With pegylated interferon and ribavirin, more than half of all chronically-infected hepatitis C patients can achieve a sustained virologic response; however, patients with genotype 1 infections and those with other poor prognostic factors have relatively inferior treatment response rates. Since new therapies are still years away from approval, it is incumbent upon providers to maximize the therapeutic efficacy of today's treatment. The later the virus is undetectable in serum during treatment, the less likely it will be eradicated.
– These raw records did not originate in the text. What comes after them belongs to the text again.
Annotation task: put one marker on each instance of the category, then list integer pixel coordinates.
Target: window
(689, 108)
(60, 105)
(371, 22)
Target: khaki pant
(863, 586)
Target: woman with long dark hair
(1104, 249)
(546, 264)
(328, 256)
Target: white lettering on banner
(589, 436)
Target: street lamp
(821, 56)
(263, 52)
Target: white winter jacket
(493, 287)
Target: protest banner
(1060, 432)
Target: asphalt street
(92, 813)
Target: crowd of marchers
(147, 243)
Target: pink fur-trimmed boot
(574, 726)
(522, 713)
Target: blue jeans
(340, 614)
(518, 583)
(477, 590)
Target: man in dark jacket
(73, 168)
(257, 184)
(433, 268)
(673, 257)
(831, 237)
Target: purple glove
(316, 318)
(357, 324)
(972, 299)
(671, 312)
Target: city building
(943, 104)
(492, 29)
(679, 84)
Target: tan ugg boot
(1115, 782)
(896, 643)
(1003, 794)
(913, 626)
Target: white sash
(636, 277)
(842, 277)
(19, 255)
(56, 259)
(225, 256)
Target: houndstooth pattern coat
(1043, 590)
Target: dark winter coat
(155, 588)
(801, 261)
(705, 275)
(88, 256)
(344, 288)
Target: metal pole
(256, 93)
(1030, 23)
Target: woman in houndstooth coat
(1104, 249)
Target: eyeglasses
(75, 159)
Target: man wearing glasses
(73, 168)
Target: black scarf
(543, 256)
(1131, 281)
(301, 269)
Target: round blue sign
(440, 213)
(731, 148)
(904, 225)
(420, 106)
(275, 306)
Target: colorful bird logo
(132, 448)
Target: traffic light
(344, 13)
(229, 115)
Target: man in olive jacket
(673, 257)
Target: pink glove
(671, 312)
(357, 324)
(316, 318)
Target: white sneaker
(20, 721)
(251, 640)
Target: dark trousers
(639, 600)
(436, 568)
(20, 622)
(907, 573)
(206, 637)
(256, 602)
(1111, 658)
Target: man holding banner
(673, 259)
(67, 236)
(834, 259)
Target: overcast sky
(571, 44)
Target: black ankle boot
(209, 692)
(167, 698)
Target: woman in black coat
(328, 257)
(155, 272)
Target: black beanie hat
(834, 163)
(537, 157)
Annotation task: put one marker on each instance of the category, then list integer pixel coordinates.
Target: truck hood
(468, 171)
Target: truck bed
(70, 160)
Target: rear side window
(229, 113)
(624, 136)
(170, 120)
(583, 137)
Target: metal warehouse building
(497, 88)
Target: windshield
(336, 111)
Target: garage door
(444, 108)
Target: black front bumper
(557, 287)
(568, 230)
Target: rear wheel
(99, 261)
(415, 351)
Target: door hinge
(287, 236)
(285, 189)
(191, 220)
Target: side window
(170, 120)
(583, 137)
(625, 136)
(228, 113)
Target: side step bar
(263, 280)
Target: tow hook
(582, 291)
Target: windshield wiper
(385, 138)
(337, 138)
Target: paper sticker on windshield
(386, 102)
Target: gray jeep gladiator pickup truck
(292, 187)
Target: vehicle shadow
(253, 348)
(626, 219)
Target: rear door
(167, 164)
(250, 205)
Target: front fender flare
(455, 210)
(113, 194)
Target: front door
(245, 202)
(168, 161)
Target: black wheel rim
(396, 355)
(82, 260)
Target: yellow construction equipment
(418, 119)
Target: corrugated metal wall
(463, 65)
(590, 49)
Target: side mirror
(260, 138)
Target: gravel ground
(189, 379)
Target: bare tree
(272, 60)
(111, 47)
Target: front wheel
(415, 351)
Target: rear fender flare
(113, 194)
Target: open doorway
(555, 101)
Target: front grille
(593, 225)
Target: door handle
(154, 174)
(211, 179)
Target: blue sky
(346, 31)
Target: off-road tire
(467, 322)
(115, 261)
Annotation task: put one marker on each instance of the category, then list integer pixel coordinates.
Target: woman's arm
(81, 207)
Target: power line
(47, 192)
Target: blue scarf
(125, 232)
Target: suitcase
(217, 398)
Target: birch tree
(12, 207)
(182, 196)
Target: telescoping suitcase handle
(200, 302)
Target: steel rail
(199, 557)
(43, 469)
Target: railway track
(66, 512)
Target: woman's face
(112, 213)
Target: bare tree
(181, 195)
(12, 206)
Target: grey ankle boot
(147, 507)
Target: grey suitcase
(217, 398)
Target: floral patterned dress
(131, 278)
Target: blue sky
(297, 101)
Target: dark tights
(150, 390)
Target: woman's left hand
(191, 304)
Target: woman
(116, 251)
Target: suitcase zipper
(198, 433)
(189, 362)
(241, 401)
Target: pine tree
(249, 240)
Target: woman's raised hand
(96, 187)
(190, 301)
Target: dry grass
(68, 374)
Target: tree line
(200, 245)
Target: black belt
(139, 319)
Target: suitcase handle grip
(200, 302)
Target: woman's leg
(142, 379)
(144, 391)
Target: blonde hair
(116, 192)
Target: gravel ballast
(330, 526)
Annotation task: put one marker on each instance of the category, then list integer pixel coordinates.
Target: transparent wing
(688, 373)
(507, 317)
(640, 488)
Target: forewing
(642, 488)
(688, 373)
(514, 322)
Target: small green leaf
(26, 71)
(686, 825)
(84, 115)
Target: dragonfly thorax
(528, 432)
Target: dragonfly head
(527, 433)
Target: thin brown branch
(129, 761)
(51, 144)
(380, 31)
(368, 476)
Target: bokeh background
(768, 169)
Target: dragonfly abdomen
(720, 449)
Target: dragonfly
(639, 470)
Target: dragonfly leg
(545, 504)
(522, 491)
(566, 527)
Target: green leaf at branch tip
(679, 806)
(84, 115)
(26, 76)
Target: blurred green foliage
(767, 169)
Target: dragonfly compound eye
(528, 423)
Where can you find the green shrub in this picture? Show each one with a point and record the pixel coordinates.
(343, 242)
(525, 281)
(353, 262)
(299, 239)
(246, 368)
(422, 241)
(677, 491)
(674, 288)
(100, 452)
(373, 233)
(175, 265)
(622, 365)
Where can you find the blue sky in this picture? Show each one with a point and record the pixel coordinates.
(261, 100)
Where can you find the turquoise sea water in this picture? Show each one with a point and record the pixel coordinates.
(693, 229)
Patients with a delayed or slow virologic response to therapy (at least a 2-log(10) decrease in baseline hepatitis C RNA yet detectable viremia at 12 wk of therapy and undetectable virus 12 wk subsequently) may, therefore, benefit from an extended therapy course beyond one of standard duration. Although higher rates of treatment discontinuation may plague this approach, 72 wk of treatment for genotype 1-infected slow-responders may improve response rates and diminish relapse rates relative to those of 48 wk. Based on data from both viral kinetic and clinical studies, therapy prolongation in slow responders may be a reasonable strategy to improve response rates in these treatment-refractory patients.

Figure 1

Relationship between hepatitis C viremia and sustained virologic response with pegylated interferon alpha-2a and ribavirin therapy[19]. The later the virus becomes undetectable on therapy, the less likely it will be ultimately cleared. Data are from retrospective analysis[19] of a registration trial for peginterferon alpha-2a plus ribavirin involving over 1000 chronic, treatment-naive hepatitis C-infected patients[8]. Neg: Undetectable RNA; > 2 log: At least a 2 log₁₀ decrease in viral RNA compared to pre-treatment value; < 2 log: Less than a 2 log₁₀ decrease in viral RNA compared to pre-treatment value.

Figure 2

Virologic responses of slow-responders to 48 wk vs 72 wk of therapy. Treatment extension may improve chance of SVR by lessening the chance of relapse. Slow-responders to standard duration therapy (48 wk) may see relapse after an end-of-treatment response is achieved; those receiving extended duration therapy (72 wk) are not as apt to relapse after treatment is completed.